A title for your blog

Let’s talk about Memoization

Memoization1 is a common pattern in Ruby. So common Ruby has a built in operator for it. We have all seen or used something like these. (If this is new to you scroll to the end. There’s some code that shows how this works.)

# 1. simple 
foo ||= 42

# 2. multi-line version
foo ||= begin
  ...
end

# 3. more robust version
foo = 42 unless defined? foo

The memoization operator (or the "or equals" operator) means assign the value on right to the name on the left only if the name points to a nil value. Version 3 is a more robust version because it avoids one of the issues with the ||= operator where your memoized operation might return nil.
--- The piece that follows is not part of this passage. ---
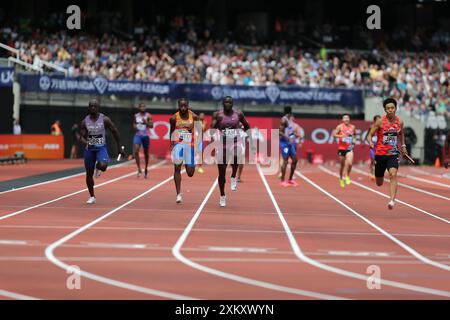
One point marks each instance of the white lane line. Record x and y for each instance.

The ||= operator only executes the righthand side if the lefthand side is nil. But if your expensive operation evaluated to nil it will assign nil and still be executed each time it’s called.

Memoization is most commonly used in accessor methods like below,

def recent_orders
  @recent_orders ||= Orders.where(updated_at: (Date.today - ONE_WEEK)..)
end

I often find a need for memoization in reports or complex views with dense information. You might have an object that is accessed in many partials so you can save a few cycles by caching the value.

These methods for memoization will get you what you need in 99% of cases but there’s one gotcha that I have seen folks fall victim to quite often. What happens if recent_orders takes an argument?

def recent_orders(date)
 @recent_orders ||= Orders.where(updated_at: date..)
end

The problem here is once the value has been evaluated the first time you are stuck with that value for subsequent calls. This is probably not what you want. You need a way to store the value of your expensive operation for each passed in argument value.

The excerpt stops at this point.